Filippo Gerosa
- Born: 26 October 1991 (age 34) Forlimpopoli, Italy
- Height: 1.80 m (5 ft 11 in)
- Weight: 120 kg (265 lb; 18 st 13 lb)

Rugby union career
- Position: Lock
- Current team: Valorugby Emilia

Youth career
- Forlì Rugby

Senior career
- Years: Team / Apps / (Points)
- 2010−2011: F.I.R. Academy
- 2011−2012: Crociati Parma / 5 / (0)
- 2012−2013: Calvisano / 14 / (10)
- 2013−2014: I Cavalieri Prato / 21 / (0)
- 2014−2016: Viadana / 31 / (20)
- 2015: →Zebre / 1 / (0)
- 2015: →Benetton Treviso / 2 / (0)
- 2016−2017: Benetton Treviso / 15 / (0)
- 2017−2020: Petrarca Padova / 48 / (15)
- 2020−2024: Valorugby Emilia / 58 / (25)
- Correct as of 27 May 2020

International career
- Years: Team / Apps / (Points)
- 2011: Italy Under 20 / 4 / (0)
- 2014−2016: Emerging Italy / 9 / (5)
- Correct as of 30 May 2020

= Filippo Gerosa =

Italian rugby union player

Filippo Gerosa (born 26 October 1991 in Forlimpopoli) is an Italian rugby union player.
His usual position is as a Lock and he currently plays for Valorugby Emilia in Top12.

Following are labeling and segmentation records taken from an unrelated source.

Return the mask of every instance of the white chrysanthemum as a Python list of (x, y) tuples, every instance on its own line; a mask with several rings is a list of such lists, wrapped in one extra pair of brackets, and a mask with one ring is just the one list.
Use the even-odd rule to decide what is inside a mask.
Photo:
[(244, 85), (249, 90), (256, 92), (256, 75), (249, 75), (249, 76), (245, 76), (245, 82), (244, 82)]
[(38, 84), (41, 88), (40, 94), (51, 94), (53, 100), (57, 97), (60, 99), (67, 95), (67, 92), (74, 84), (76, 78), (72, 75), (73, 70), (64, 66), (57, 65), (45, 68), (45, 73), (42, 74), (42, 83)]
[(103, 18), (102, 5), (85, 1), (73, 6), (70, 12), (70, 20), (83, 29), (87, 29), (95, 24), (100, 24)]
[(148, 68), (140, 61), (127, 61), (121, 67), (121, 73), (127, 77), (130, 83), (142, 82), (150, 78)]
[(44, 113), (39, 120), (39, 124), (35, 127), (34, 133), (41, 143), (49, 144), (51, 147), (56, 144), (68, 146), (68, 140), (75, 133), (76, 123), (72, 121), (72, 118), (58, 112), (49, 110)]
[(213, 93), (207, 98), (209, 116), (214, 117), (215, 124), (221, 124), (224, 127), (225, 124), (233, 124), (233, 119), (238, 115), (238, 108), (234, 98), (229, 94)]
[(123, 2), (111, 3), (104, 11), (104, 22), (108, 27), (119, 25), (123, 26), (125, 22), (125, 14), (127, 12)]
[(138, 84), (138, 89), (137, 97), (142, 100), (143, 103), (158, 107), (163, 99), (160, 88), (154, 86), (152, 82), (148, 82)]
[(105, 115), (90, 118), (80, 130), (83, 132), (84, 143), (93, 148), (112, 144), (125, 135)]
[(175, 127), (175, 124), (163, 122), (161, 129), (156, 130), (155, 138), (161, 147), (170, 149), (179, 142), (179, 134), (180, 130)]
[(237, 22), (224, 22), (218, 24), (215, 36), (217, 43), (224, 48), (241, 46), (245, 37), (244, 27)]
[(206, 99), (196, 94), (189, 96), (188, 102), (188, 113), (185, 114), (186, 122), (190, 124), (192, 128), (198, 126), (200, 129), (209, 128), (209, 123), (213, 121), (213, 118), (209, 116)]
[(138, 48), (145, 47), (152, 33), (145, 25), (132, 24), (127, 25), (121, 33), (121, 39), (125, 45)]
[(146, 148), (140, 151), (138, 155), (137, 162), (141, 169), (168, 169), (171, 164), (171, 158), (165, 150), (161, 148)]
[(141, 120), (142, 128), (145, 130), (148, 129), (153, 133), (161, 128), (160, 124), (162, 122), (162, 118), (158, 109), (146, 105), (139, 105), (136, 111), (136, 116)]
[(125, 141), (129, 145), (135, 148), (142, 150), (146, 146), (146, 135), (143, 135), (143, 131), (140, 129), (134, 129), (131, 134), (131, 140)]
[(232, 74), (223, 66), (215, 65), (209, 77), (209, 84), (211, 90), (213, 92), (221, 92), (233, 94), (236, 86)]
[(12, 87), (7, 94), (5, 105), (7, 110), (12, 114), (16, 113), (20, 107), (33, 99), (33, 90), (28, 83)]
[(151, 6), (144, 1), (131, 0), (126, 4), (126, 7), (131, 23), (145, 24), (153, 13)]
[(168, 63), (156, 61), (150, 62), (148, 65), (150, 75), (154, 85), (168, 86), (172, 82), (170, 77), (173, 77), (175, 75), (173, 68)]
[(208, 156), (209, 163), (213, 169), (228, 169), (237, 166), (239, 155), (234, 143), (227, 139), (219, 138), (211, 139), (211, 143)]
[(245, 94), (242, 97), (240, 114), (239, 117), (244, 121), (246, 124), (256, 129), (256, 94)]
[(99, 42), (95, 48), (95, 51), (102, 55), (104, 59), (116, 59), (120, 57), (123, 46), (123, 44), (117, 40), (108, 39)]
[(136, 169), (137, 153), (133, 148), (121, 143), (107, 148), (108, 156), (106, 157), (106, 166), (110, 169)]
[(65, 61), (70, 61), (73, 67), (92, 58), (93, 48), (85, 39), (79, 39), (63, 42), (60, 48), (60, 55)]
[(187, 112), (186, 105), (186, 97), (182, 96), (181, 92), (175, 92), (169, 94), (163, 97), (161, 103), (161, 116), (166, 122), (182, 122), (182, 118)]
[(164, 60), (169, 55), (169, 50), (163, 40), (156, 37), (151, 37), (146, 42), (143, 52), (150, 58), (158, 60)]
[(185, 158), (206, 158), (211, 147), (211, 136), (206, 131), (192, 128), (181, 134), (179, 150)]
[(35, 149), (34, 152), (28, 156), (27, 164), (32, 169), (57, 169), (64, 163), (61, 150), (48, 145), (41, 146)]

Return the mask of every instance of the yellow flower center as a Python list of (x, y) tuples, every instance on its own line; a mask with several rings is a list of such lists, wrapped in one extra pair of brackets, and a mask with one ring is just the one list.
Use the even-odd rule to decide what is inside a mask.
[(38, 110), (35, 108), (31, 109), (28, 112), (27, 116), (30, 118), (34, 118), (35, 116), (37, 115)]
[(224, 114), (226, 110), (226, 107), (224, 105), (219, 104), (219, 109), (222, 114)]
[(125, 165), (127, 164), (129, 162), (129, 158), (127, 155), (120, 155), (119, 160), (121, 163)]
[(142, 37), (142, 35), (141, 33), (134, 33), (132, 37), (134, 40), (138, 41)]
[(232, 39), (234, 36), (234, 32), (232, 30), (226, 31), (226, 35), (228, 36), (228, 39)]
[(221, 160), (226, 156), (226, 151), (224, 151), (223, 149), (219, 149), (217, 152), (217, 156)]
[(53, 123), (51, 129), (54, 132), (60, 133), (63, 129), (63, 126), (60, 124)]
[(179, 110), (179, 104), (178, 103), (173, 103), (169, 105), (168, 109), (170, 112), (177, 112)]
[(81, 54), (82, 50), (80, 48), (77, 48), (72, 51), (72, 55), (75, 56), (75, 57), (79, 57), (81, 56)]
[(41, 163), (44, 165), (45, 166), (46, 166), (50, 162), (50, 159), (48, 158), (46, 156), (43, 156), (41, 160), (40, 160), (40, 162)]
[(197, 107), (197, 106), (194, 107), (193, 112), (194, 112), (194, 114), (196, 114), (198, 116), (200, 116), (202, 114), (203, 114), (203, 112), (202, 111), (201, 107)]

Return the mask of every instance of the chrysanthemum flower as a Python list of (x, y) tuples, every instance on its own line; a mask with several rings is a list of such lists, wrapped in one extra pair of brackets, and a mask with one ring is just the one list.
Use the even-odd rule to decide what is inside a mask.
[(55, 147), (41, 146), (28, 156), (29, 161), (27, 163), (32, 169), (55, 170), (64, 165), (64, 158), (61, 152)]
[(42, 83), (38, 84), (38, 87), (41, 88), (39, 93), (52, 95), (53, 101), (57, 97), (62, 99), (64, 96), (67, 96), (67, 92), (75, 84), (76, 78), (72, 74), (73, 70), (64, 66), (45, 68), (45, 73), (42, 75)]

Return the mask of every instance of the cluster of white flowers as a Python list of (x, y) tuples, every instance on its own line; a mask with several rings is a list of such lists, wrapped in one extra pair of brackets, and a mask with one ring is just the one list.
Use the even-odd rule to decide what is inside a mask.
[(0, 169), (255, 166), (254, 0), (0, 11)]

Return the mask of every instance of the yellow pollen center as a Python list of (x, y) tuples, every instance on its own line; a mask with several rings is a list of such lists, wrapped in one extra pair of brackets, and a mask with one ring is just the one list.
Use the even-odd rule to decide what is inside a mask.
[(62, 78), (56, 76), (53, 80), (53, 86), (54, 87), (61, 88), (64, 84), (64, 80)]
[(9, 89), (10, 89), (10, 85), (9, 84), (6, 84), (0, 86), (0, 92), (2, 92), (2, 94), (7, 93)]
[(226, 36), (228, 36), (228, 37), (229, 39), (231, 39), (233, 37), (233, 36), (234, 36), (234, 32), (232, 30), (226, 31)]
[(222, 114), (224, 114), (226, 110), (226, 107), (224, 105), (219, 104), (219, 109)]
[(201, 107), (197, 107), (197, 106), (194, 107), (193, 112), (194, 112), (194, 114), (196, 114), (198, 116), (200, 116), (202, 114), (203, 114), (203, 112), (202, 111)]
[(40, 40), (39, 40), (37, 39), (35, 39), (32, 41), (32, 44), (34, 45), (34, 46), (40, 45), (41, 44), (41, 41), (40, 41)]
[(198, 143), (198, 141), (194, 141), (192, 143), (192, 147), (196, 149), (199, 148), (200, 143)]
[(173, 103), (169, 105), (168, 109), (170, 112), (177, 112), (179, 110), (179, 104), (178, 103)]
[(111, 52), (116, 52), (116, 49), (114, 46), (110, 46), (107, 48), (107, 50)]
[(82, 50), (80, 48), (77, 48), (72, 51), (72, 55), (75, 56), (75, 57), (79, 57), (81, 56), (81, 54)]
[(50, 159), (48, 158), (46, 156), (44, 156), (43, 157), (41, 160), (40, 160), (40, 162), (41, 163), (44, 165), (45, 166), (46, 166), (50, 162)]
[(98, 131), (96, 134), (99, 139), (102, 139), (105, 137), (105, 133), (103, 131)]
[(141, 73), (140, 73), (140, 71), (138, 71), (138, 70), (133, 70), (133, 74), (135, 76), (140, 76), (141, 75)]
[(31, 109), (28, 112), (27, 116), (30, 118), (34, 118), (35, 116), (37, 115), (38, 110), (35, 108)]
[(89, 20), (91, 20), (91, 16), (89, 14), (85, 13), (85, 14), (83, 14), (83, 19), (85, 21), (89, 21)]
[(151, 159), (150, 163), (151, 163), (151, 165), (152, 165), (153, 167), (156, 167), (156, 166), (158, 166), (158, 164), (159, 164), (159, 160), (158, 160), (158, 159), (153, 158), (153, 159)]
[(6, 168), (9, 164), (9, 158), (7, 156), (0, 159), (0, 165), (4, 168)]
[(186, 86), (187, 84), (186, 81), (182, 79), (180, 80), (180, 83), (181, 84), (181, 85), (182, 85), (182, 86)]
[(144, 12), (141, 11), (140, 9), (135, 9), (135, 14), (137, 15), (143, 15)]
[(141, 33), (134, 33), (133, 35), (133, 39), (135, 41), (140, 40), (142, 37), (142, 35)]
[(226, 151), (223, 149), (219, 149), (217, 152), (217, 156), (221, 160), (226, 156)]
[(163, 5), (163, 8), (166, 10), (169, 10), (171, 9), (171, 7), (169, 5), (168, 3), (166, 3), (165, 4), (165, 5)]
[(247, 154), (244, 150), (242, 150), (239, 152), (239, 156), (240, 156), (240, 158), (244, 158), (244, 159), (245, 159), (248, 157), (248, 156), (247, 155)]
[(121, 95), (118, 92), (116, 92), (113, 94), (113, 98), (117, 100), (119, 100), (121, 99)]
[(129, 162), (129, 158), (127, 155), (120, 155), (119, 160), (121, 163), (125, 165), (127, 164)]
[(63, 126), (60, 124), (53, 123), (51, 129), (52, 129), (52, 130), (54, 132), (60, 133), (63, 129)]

In 2014–15 Pro12 season, he was named like Additional Player for Zebre and in 2015–16 Pro12 season for Benetton Treviso. In 2016–17 Pro12, he also played for Benetton Treviso all the season.

After playing for Italy Under 20 in 2011, from 2014 to 2016, he also was named in the Emerging Italy squad.